Geographically, much of Poland is flat, however the Northeast is dissected with a variety of clean rivers and lakes ideal for watersports and relaxation. Meanwhile, the South is lined with spectacular mountains you would mistake for being the set of Game of Thrones. If you’re looking for adventure travel experiences to fuel your fresh-air pursuits, Poland’s inviting wilderness with barely any tourists is the place to be.
Food, Vodka & Central European Hospitality
As the saying goes in Poland, “A guest in the house is God in the house”. This popular phrase summarises the essence of Polish hospitality.
If generous locals, heartwarming food, and vodka distilled to perfection is your thing, you’ve come to the right place. Polish food is almost always homemade. It is largely based on locally grown ingredients like pork, cabbage, mushrooms, beetroot and onion. Specialties include duck, trout and goose, whilst the sweets department is stacked with an amazing array of cream cakes, pancakes, apple strudel and fruit-filled pierogi (dumplings).

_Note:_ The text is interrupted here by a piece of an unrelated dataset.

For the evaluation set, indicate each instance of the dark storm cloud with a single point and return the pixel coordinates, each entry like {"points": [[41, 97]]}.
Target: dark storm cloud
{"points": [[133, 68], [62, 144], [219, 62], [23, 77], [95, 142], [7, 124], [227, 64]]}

There’s a good chance of experiencing this in someone’s home kitchen as it is not uncommon for travelers to be invited by Poles to a family dinner. Be forewarned however, as you will need to be prepared to wash down food with neat shots of wódka (vodka).
The Royal Capital of Kraków
Rivalling the elegance of Vienna or Prague (and at half the cost), the ancient royal capital of Kraków is one of Central Europe’s most beautiful architectural showpieces. In the country’s South, this has been Poland’s cultural, intellectual and historical capital for over 500 years and is home to Europe’s largest medieval town square.
Kraków was the only major Polish city to escape World War II relatively unscathed, and its array of monuments have since been hailed as some of Europe’s most compelling by UNESCO.
Today, the city entices travelers with its booming café culture, wild nightlife, arty youthfulness and the majestic Wawel Castle overlooking the Wisła river. Kraków delivers a quintessentially charming European experience with its delightful Old Town lined with historic merchant houses and cobbled backstreets buzzing with shops and restaurants until late.
The nearby district of Kazimierz, once a Jewish Quarter of Kraków, fuses old and new with both places of worship and artisan beer houses. The Kazimierz district is also home to a booming foodie scene taking Poland by storm. Given its location, Kraków is a convenient base for exploring Auschwitz and the nearby Tatry Mountains as well.